Society and Economy
Commerce and manufacturing enjoyed a considerable boom. Trade was conducted mainly within the borders of the empire, but the Silk Road and the Indian Ocean routes also extended it to India, Africa, and even China during the Han Dynasty (which closely paralleled the rise and fall of the Roman hegemony in Europe). This long distance trade was focused on luxuries and was conducted mainly through Greek and Asian intermediaries.
Italy became more and more dependent on imports from other parts of the empire—mainly from the East, where the levels of skills far exceeded those of the West. In the East lived the bulk of the population and the majority of the urbanites.
During Rome’s imperial age, the methods by which the ordinary man made a living had changed. Farming or herding animals remained the primary occupation.
In the towns, the number of people—both men and women—engaged in skilled or semiskilled labor steadily increased. But the real growth of urban population came from the influx of country people who had lost their land and their livelihood. They came to town hoping for a better life, but many ended up as beggars.
Another ominous trend in the empire was the increasing social stratification(расслоение) , particularly in the towns of Italy. The rich were more numerous than ever before, and the poor were both more numerous and more miserable. Wealth seems to have become the main qualification for public office.
Slave and Free
The number of slaves climbed sharply in the1st century BCE. Roman legions took over one province after another and made off with the human booty.
The alien slaves were often more educated and better skilled than the native Italians, and slaves from Greece, in particular, brought high prices in the market.
Roman slavery was harsher than had been the case earlier.
The extensive Roman mining industry also depended on slave labor, because this job was so dangerous that few freemen could be lured into it.

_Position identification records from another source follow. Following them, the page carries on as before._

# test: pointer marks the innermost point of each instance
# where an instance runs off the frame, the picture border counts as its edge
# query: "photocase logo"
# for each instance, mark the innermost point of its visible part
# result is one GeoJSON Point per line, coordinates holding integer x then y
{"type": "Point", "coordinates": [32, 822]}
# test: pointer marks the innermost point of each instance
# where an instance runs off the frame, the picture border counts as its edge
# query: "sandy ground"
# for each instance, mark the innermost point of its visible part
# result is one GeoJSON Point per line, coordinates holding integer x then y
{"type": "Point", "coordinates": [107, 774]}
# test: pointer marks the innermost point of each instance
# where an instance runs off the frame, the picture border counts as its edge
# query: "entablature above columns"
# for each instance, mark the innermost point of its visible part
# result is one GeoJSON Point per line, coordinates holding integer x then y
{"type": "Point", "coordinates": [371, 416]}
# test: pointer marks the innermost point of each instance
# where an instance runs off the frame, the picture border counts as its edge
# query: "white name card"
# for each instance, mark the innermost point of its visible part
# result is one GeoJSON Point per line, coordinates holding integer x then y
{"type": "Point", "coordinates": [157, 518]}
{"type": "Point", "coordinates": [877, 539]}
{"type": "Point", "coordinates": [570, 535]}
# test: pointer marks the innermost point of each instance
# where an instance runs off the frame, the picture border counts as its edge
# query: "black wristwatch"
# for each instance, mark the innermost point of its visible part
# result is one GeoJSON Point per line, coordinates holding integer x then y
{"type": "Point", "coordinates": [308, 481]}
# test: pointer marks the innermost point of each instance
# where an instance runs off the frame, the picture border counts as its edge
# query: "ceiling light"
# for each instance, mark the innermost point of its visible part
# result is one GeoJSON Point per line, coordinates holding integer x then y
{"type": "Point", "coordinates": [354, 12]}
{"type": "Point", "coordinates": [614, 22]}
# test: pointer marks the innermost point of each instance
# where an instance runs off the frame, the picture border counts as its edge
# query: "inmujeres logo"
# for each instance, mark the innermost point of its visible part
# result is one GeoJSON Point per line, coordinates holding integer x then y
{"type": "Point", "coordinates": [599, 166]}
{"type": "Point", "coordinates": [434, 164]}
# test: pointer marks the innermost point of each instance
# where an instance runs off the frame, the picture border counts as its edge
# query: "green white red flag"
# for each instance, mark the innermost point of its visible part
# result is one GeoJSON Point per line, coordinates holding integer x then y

Slaves supposedly could own no property of their own; nor could they inherit or bequeath property. The children from a marriage of slaves were automatically the property of the parents’ owners. Despite such treatment, by the 3rd and 4th centuries CE, free persons were increasingly selling themselves into voluntary slavery, which promised them a better material life than freedom could. Sometimes, too, the selfsale was a dodge to avoid the tax, which a free person had to pay but a slave did not.
Gender Relations
The earmark of female status was the far-reaching authority of the father over his daughter and, indeed, over all his familia—defined as wife, children, grandchildren, and household slaves. This patria potestas (the “power of the father”) extended even to life and death.
For example, if a wife died without leaving a will, the property she left reverted not to her husband but to her father. A woman who passed from her father’s control and was not under that of a husband was termed sui iuris (“of his or her own law). Women who were neither married nor possessing sui iuris had to be under tutelage—that is, a male relative was legally responsible for her.
Divorce of wives by husbands was common among the upper classes. A man catching his
wife in adultery must divorce her or be considered her procurer and be punished himself.
Abortion was legal until the 1st century CE, and when it was then declared a crime, it was because the act affected the property of the father of the fetus—a typical Roman viewpoint.
Textile trades were still the most common occupation for women of all classes, slave and free.
Entertainers of all sorts—acrobats, clowns, actresses, musicians, dancers—
were in high demand.
They were often female and frequently combined their stage talents with a bit of prostitution
on the side.
Romans attempted to legislate morality. Rape and female adultery were two of the most serious offenses(were punishable by death).
Homosexuality was nor as widespread in Rome as it had been in Greece.